The families of two Britons murdered on Koh Tao said evidence against two Myanmar migrants accused of the crime is convincing, in statements supportive of a much-criticised police investigation on Friday.
Migrant workers Zaw Lin and Win Zaw Tun are accused of murdering 24-year-old David Miller and raping and murdering Hannah Witheridge, 23, on the Thai diving resort of Koh Tao in September.
The defendants, both 21, are due to enter a plea in the trial today, according to prosecutors on the island of Koh Samui where the case will be heard.
In statements released through Britain’s Foreign Office, the victims’ families said they had seen strong evidence against the suspects and expressed confidence in the case.
“There is a great deal of detail and vast areas of investigative work which has been shared with us,” Witheridge’s family said in a statement. “We would like to stress that as a family we are confident in the work that has been carried out into these atrocious crimes.”
British detectives traveled to Thailand to review the police investigation into the murders after widespread criticism of blunders such as allowing reporters to trample over the crime scene.
Rights groups also raised concerns over the case after the two suspects retracted confessions they had made to the crime, and said they had been tortured.
On Friday the family of Miller criticised “increasing sensationalism of this story” and said that “speculation” should be suspended until all evidence is made public.
“The support for the Myanmar suspects has been strong and vocal, but please do not jump to conclusions until you have considered the evidence from both sides in full,” Miller’s family said.
“From what we have seen, the suspects have a difficult case to answer. The evidence against them appears to be powerful and convincing.”
The suspects’ families and legal team say they are innocent and have been made scapegoats of a crime by police keen to find a quick resolution.
The events have further damaged Thailand’s image as a tourist haven after months of political protests led to an army coup in May and the imposition of martial law.
On Thursday a lawyer for the accused said key witnesses are too afraid to come forward, hampering his clients’ defense.
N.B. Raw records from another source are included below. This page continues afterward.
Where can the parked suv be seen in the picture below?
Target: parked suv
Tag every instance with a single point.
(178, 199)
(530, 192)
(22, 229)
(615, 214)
“The court will ask the defendants whether they confess or deny the charges,” chief prosecutor Paiboon Archavanuntakun told AFP. The pair – who did not appear in court on Thursday – are also accused of battery and illegal entry to Thailand, among other charges, he added. They were arrested in October after police said they had found the men’s DNA on Witheridge’s body and that they had admitted to the crimes. But Zaw Lin and Win Zaw Tun later retracted their confessions, alleging they were obtained under duress.
Their families and legal team have also protested their innocence, saying the men have been made scapegoats by a police force desperate for a quick conclusion to a crime which raised fears over tourist safety in the kingdom. One of the two men’s lawyers told AFP his clients vulnerable immigrant status meant witnesses were scared of testifying or willing to come to his defence.